KStream<String, Long> doubled = input.flatMap(
(k, v) -> {
try {
// Attempt deserialization
String key = stringSerde.deserializer().deserialize(inputTopic, k);
long value = longSerde.deserializer().deserialize(inputTopic, v);
// Ok, the record is valid (not corrupted). Let's take the
// opportunity to also process the record in some way so that
// we haven't paid the deserialization cost just for "poison pill"
// checking.
return Collections.singletonList(KeyValue.pair(key, 2 * value));
}
catch (SerializationException e) {
// log + ignore/skip the corrupted message
System.err.println("Could not deserialize record: " + e.getMessage());
}
return Collections.emptyList();
}
);
オプション2:branch
を含むデッドレターキュー
オプション1(破損したレコードを無視する)と比較して、オプション2は「メイン」入力ストリームからメッセージをフィルタリングして検疫トピックに書き込むことにより、破損したメッセージを保持します(デッドレターキュー)。欠点は、有効なレコードのために、手動の逆シリアル化コストを2回支払う必要があることです。

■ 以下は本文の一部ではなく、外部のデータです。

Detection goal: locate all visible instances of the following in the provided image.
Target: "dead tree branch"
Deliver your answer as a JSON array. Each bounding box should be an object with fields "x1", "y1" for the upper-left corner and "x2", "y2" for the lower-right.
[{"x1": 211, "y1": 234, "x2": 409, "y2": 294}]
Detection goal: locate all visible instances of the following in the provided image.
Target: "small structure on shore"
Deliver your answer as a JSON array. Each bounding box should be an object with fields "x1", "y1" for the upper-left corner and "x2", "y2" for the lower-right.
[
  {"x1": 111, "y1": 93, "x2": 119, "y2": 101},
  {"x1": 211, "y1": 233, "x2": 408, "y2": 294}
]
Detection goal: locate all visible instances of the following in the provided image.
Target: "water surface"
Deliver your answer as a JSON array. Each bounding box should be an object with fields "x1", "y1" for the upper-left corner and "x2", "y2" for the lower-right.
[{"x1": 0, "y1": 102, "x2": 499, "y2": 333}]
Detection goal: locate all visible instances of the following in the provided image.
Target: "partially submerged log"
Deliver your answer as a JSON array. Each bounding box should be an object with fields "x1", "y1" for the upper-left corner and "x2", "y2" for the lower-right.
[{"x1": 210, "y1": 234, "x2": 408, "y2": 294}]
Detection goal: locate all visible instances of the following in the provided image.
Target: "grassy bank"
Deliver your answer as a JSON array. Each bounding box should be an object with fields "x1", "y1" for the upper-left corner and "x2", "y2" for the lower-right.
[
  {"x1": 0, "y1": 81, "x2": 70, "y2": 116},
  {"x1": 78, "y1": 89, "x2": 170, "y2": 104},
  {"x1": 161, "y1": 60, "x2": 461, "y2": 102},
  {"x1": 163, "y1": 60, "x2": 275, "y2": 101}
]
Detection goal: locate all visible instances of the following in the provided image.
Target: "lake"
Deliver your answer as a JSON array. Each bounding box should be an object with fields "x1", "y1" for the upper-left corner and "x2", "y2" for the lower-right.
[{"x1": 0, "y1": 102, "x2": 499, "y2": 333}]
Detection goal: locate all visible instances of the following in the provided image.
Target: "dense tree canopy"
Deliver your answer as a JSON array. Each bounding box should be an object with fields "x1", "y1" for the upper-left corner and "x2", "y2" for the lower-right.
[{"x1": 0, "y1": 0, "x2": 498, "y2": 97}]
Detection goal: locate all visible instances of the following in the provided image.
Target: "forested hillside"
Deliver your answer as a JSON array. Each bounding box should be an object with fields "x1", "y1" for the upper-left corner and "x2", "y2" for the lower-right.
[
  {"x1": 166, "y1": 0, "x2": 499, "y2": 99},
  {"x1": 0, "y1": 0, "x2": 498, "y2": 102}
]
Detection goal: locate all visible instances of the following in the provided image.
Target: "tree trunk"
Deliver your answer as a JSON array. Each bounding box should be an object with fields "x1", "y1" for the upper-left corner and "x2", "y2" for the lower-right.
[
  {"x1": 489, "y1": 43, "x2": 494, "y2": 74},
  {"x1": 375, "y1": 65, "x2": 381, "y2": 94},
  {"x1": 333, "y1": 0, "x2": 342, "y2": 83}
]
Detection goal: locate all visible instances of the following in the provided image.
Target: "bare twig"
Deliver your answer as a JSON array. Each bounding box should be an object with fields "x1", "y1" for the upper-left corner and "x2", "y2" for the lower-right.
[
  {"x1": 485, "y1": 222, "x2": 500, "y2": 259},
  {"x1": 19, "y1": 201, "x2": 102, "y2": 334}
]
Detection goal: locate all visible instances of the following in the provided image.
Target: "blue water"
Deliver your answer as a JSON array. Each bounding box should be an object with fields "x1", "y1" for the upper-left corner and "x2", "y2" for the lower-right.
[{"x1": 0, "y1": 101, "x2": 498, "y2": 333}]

KStream<byte[], byte[]> input = ...;
KStream<byte[], byte[]>[] partitioned = input.branch(
(k, v) -> {
boolean isValidRecord = false;
try {
stringSerde.deserializer().deserialize(inputTopic, k);
longSerde.deserializer().deserialize(inputTopic, v);
isValidRecord = true;
}
catch (SerializationException ignored) {}
return isValidRecord;
},
(k, v) -> true
);
// partitioned[0] is the KStream<byte[], byte[]> that contains
// only valid records. partitioned[1] contains only corrupted
// records and thus acts as a "dead letter queue".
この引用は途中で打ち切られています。